Their caucasoid facial features, combined with their smoother personalities was proof enough for him that they were more cultured than the Hutus.
This theory was basis for all racial and cultural division between the Hutu and Tutsi in later years.
It made specific definition as to how one race was superior to the other, therefore giving said superior race much power and influence.
In it, Speke declared “that all culture and civilisation in central Africa had been introduced by the taller, sharper-featured people, Hain whom he considered to be a caucasoid tribe of Ethiopian origin, descended from the biblical King David, and therefore a superior race to the native Negroids.
“Because Europeans thought that the Tutsi looked more like themselves than did other Rwandans, they found it reasonable to suppose them closer to Europeans in the evolutionary hierarchy and hence closer to them in ability.”
European authors classified the Hamitic race as a sub-group of the Caucasian race, along with the Semitic race – thus grouping the non-Semitic populations native to North Africa, the Horn of Africa and South Arabia, including the Ancient Egyptians.
According to the Hamitic Theory, this ‘Hamitic race’ was superior to or more advanced than Negroid populations of Sub-Saharan Africa.
In its most extreme form, in the writings of Charles Gabriel Seligman, this theory asserted that virtually all significant achievements in African history were the work of ‘Hamites’ who migrated into central Africa as pastoralists, bringing new customs, languages, technologies and administrative skills with them.
The final step that Belgium took was implementing a corvée rule system.
Peasant farmers, for the large part Hutus, were obligated to grow coffee beans on their land for Tutsi officials.
Corvée is a semantic that is one step higher than slavery.
The only difference is that in corvée rule, the ruler does not own the servant outright.
Many Hutu farmers were subjected to a standard 10 lashes daily, before work, so as to remind them to maintain a solid work ethic.
Essentially, by the time of Rwandan independence in 1962, the Hutu were an oppressed race, facing cruelty from Tutsi elite, who were manipulated by imperialists.
When Belgium relinquished power and granted Rwanda independence in 1962, the Hutus took their place.
With a Hutu-led government in place, after hundreds of years of Tutsi rule, the roles reversed.

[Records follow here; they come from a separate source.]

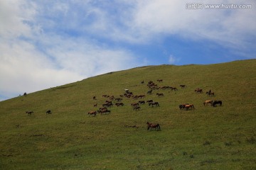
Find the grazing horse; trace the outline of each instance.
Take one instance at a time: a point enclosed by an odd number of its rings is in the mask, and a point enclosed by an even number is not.
[[[136,106],[135,107],[134,107],[134,110],[140,110],[140,107],[138,106]]]
[[[212,103],[212,106],[213,106],[213,107],[216,107],[216,105],[217,104],[220,104],[220,106],[222,106],[222,101],[213,101],[213,103]]]
[[[156,95],[159,96],[164,96],[164,94],[156,93]]]
[[[88,112],[89,116],[90,116],[90,115],[95,116],[96,114],[97,114],[97,111],[90,111],[90,112]]]
[[[214,92],[207,91],[206,94],[208,94],[209,96],[214,96]]]
[[[124,106],[124,103],[116,103],[115,105],[118,107],[118,106]]]
[[[152,107],[154,106],[156,106],[156,106],[159,106],[159,103],[157,101],[151,102],[151,103],[149,103],[149,106],[152,106]]]
[[[156,130],[161,130],[160,125],[159,123],[154,124],[154,123],[147,122],[146,125],[148,125],[148,127],[147,127],[148,130],[149,128],[151,128],[151,130],[152,130],[152,128],[154,128]]]
[[[33,113],[33,111],[26,111],[26,113],[28,113],[28,115],[31,115],[32,113]]]
[[[186,85],[180,85],[180,87],[181,87],[181,89],[184,89],[186,86]]]
[[[148,94],[152,94],[152,91],[153,89],[151,89],[150,91],[149,91],[148,92],[146,92]]]
[[[144,104],[144,103],[145,103],[145,101],[139,101],[139,104]]]
[[[193,104],[188,104],[188,105],[186,105],[185,106],[186,110],[188,110],[189,108],[193,108],[195,109],[195,107],[193,106]]]
[[[185,106],[184,104],[182,104],[182,105],[179,105],[178,106],[178,108],[181,110],[182,108],[185,108]]]
[[[208,104],[213,104],[213,101],[212,100],[207,100],[205,102],[203,102],[203,106],[207,106]]]

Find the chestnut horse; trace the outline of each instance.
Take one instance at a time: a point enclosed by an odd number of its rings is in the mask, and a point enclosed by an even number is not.
[[[195,89],[195,92],[196,92],[196,93],[203,93],[203,89]]]
[[[159,123],[154,124],[154,123],[147,122],[146,125],[148,125],[148,128],[147,128],[148,130],[149,128],[151,128],[151,130],[152,130],[152,128],[154,128],[156,130],[161,130],[160,125]]]
[[[213,101],[212,100],[208,100],[208,101],[206,101],[205,102],[203,102],[203,106],[207,106],[208,104],[212,104],[213,103]]]

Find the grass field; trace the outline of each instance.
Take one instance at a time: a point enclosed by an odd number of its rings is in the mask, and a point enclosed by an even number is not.
[[[0,169],[256,169],[255,67],[256,60],[148,66],[1,101]],[[147,94],[149,81],[178,91]],[[138,100],[124,97],[110,114],[87,115],[108,100],[102,95],[119,97],[125,89],[160,106],[134,110]],[[223,106],[204,106],[207,99]],[[180,110],[186,103],[196,109]],[[161,130],[147,130],[147,121]]]

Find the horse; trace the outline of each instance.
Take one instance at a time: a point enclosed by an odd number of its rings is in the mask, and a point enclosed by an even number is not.
[[[139,101],[139,104],[145,104],[145,101]]]
[[[164,94],[156,93],[156,95],[159,96],[164,96]]]
[[[134,107],[134,110],[140,110],[140,107],[137,106],[135,107]]]
[[[152,91],[153,89],[151,89],[150,91],[149,91],[148,92],[146,92],[148,94],[152,94]]]
[[[154,124],[154,123],[147,122],[146,125],[148,125],[148,127],[147,127],[148,130],[149,128],[151,128],[151,130],[152,130],[152,128],[154,128],[156,130],[161,130],[160,125],[159,123]]]
[[[188,105],[186,105],[185,106],[186,110],[188,110],[189,108],[193,108],[195,109],[195,107],[193,106],[193,104],[188,104]]]
[[[216,107],[217,104],[220,104],[220,106],[222,106],[222,101],[214,101],[213,103],[212,103],[212,106],[213,107]]]
[[[189,105],[189,103],[181,104],[178,106],[178,108],[181,110],[183,108],[185,108],[186,105]]]
[[[96,114],[97,114],[97,111],[90,111],[90,112],[88,112],[89,116],[90,116],[90,115],[95,116]]]
[[[124,103],[116,103],[115,105],[118,107],[118,106],[124,106]]]
[[[31,115],[32,113],[33,113],[33,111],[26,111],[26,113],[28,113],[28,115]]]
[[[203,106],[208,105],[208,104],[212,104],[213,103],[213,101],[212,100],[207,100],[205,102],[203,102]]]
[[[207,91],[206,94],[208,94],[209,96],[214,96],[214,92]]]
[[[181,104],[178,106],[178,108],[181,110],[182,108],[184,108],[186,106],[186,104]]]
[[[184,89],[186,86],[186,85],[180,85],[180,87],[181,87],[181,89]]]
[[[154,105],[156,106],[156,107],[159,106],[159,103],[157,101],[149,103],[149,106],[152,106],[152,107]]]
[[[203,93],[203,89],[195,89],[195,92],[196,93]]]

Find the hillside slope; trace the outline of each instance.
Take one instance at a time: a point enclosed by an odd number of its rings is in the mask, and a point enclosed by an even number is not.
[[[148,66],[1,101],[0,169],[255,169],[255,66],[256,60]],[[159,89],[148,94],[149,81],[178,91]],[[203,93],[196,93],[197,88]],[[145,98],[123,96],[124,106],[88,115],[110,100],[102,95],[120,97],[126,89]],[[209,89],[215,96],[206,94]],[[131,106],[150,99],[159,107]],[[204,106],[208,99],[220,100],[223,106]],[[186,103],[195,109],[180,110]],[[28,115],[28,110],[33,113]],[[159,123],[161,130],[147,130],[147,121]]]

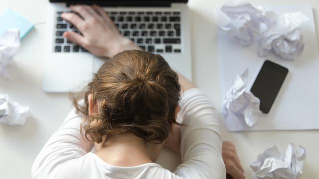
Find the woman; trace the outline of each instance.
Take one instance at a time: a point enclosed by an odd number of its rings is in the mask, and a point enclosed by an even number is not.
[[[140,49],[100,7],[71,8],[82,18],[62,17],[83,36],[65,36],[111,58],[84,90],[84,100],[74,99],[75,109],[37,157],[32,178],[226,178],[218,119],[208,97],[160,55],[118,53]],[[154,163],[164,145],[180,153],[174,173]],[[222,154],[227,173],[244,178],[232,144],[225,143]]]

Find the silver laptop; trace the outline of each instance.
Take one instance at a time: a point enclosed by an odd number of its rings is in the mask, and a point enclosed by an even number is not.
[[[61,17],[68,5],[81,2],[103,6],[122,34],[142,49],[164,57],[172,68],[191,80],[188,0],[50,0],[47,7],[43,90],[80,90],[105,62],[63,38],[78,31]]]

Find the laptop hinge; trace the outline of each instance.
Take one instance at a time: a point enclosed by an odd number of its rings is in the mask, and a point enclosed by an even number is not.
[[[88,2],[88,1],[76,0],[74,1],[69,1],[67,2],[67,6],[75,4],[84,4],[92,5],[95,4],[101,6],[109,7],[170,7],[171,3],[167,2],[163,2],[161,1],[146,1],[143,0],[141,2],[134,0],[128,0],[127,1],[117,1],[116,0],[106,0],[101,1],[92,1],[93,2]]]

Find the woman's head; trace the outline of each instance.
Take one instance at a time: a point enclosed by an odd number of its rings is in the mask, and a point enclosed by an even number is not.
[[[170,125],[177,123],[180,90],[177,74],[161,56],[127,51],[100,68],[85,90],[85,105],[79,106],[77,100],[74,105],[85,115],[86,136],[95,142],[130,133],[160,143],[168,137]],[[89,113],[90,94],[97,108],[94,114]]]

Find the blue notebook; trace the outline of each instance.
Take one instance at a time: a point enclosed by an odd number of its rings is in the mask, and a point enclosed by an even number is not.
[[[0,12],[0,35],[10,28],[20,29],[20,38],[23,38],[33,28],[33,24],[11,9]]]

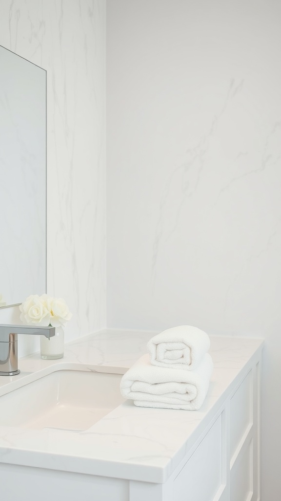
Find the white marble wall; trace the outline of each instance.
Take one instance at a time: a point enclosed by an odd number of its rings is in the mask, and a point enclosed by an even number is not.
[[[108,0],[107,19],[108,326],[266,338],[277,499],[281,3]]]
[[[0,45],[47,72],[47,292],[73,313],[68,340],[106,323],[105,20],[103,0],[0,5]]]

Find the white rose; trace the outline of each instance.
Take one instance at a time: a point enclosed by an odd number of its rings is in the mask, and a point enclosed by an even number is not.
[[[50,325],[50,313],[38,295],[29,296],[20,306],[20,318],[24,323],[37,324],[42,327]]]
[[[60,327],[67,320],[70,320],[72,314],[64,299],[49,297],[46,301],[46,308],[50,313],[50,324],[53,327]]]

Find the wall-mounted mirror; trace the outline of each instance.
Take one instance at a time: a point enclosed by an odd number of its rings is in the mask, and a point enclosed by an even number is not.
[[[46,291],[46,72],[0,46],[0,307]]]

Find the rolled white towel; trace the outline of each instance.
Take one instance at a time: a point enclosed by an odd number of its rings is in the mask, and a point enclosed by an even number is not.
[[[200,363],[210,344],[210,339],[204,331],[190,325],[180,325],[154,336],[148,342],[147,349],[153,365],[192,371]]]
[[[208,353],[192,371],[152,365],[146,354],[122,377],[121,393],[138,407],[196,410],[207,394],[213,367]]]

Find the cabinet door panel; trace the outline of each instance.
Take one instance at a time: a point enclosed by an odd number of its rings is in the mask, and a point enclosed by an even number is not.
[[[176,477],[174,501],[212,501],[222,484],[220,414]]]

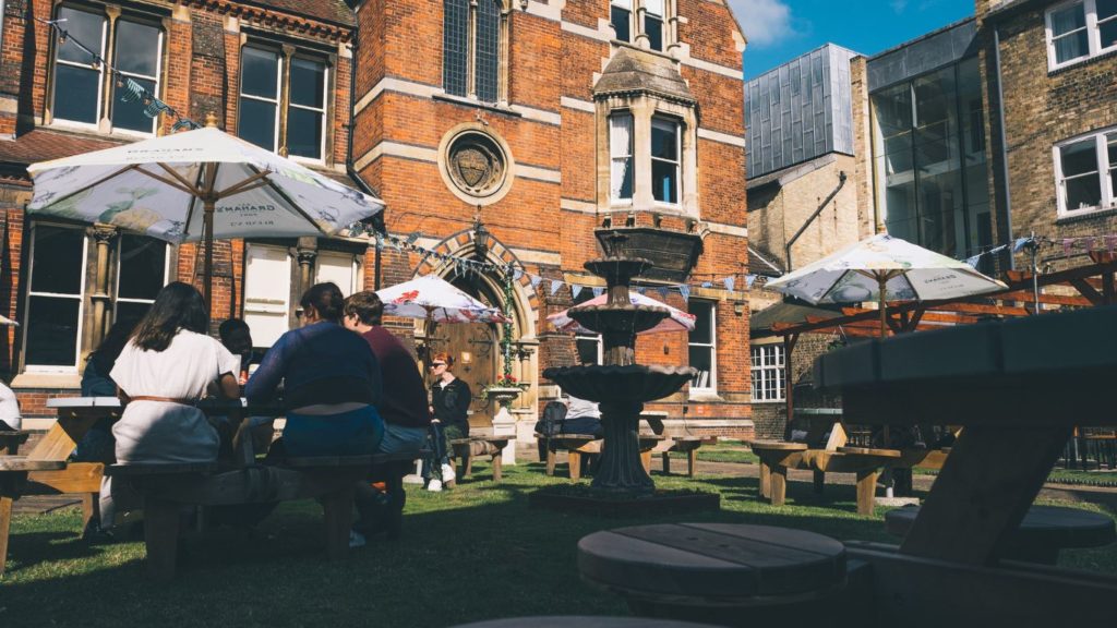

The once oppressed Hutus decided to take revenge.
During Grégoire Kayibanda’s tenure as leader, there was an increasing exodus of Tutsi from Rwanda into neighbouring nations.
Anti-Tutsi legislature was passed, such as the 10 percent quota for Tutsis, which applied to school and university seats, and the civil service.
Hutu power quickly became centralised and all Tutsis were removed from positions of power.
At this point, Tutsi rebellions occurred, which all failed, and Tutsi killings began.
Hence it is more accurate and succinct to conclude that the Rwandan Genocide was the direct result of the negative influences of European colonists on Rwanda.
The Europeans manipulated the Tutsi elite into the oppression of the Hutu, and thus created a lingering resentment within the Hutu.
They then helped the Hutu usurp power from the Tutsi, and conveniently left the scene, permitting the establishment of a regime of Hutu power, in which there would be frequent massacres of Tutsi.
This combined with Tutsi rebellions, culminated in the 1994 Rwandan Genocide that left nearly one million people dead.